Nuart Festival and its great Polish artist representatives
Text by Cristina Ochoa
Translation by Briana Prieto F in collaboration with Paula Villanueva
Photos by Nuart Festival
A truck is a medium of transportation we use and are accustomed to on a daily basis: its drivers, the people that use it, the destinations. But imagine if all these elements were foreign to you and the only thing you had in common with the other passengers is the need to save their lives. This is how the Polish artist M-City defines the phenomenon of migration.

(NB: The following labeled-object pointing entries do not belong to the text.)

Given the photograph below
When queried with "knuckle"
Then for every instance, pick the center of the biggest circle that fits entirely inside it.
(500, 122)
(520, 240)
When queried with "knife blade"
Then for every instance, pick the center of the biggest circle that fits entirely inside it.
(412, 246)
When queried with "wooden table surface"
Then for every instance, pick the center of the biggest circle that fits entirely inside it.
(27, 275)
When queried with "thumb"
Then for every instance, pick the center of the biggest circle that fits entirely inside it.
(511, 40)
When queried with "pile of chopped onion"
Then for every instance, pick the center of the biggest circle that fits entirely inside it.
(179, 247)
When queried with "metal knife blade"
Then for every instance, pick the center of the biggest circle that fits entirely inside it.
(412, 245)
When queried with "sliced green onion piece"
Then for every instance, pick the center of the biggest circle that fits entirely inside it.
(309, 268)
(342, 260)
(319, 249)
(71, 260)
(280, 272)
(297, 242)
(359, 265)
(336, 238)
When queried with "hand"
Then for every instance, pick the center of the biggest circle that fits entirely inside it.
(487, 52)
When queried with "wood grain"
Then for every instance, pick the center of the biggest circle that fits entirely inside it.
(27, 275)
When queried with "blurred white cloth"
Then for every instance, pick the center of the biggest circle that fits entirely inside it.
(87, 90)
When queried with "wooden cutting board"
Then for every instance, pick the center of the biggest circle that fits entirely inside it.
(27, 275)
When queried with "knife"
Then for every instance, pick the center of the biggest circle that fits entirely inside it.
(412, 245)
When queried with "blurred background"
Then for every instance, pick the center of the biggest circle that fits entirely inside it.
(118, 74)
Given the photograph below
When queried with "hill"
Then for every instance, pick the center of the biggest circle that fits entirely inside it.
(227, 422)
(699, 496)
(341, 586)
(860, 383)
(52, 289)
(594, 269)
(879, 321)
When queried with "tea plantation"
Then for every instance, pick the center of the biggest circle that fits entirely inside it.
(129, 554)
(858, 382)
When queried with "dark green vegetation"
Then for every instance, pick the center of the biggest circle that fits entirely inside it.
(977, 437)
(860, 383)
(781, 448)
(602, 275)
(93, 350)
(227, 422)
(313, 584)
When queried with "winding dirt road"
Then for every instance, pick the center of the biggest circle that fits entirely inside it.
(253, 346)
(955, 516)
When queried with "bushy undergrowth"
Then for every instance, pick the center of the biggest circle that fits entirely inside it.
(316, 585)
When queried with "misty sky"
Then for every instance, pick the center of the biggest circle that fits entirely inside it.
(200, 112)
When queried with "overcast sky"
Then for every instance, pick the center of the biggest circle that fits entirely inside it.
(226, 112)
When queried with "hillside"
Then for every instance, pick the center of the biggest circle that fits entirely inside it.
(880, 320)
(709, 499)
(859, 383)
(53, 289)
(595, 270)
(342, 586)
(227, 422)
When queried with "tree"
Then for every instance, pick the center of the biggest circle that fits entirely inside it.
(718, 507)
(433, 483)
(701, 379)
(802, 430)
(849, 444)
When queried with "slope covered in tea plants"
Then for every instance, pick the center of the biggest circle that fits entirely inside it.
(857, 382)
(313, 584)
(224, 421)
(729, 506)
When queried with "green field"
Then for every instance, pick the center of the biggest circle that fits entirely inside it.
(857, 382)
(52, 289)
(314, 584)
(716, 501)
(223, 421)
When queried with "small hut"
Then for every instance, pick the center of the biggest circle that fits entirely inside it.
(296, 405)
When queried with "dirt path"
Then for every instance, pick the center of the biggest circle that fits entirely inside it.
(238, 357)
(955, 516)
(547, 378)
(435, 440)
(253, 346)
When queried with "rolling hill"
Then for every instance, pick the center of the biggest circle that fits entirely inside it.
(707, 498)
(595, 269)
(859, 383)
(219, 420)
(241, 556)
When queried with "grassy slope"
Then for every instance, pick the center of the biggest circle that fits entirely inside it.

A metaphor he depicted in his intervention on one of the largest buses of Nuart Festival in Norway.
Pontoon is the title of M-City’s intervention on the bus, making reference to the maritime transport that hundreds of migrants use to reach the European coasts.
M-City is a Polish artist that has participated in Nuart in numerous occasions. His style, which focuses on the use of stencil, combines political and industrial issues, materialized in large-scale murals.
But the Polish artist is not the only one exhibiting the issue of migration. A few days ago, Chinese artist and activist Ai Weiwei – after a series of visits to 20 migrant shelters around the world – created Law of the Journey, an installation of 258 pieces depicting human rights violations.
Stavanger: a project to become Art City
Since 2016, Nuart Festival has one goal: to make Stavanger an Art City, a reference for cultural exchange, resulting from the various artworks created by international artists. A city that qualifies as a tourist destination thanks to its ongoing cultural activities.
Part of the Art City project is Street Art Buses, which are run by the local Kolumbus bus company. A year ago, artists Add Fuel, Ernest Zacharevic, Martin Whatson and Hama Woods participated in taking buses for this project.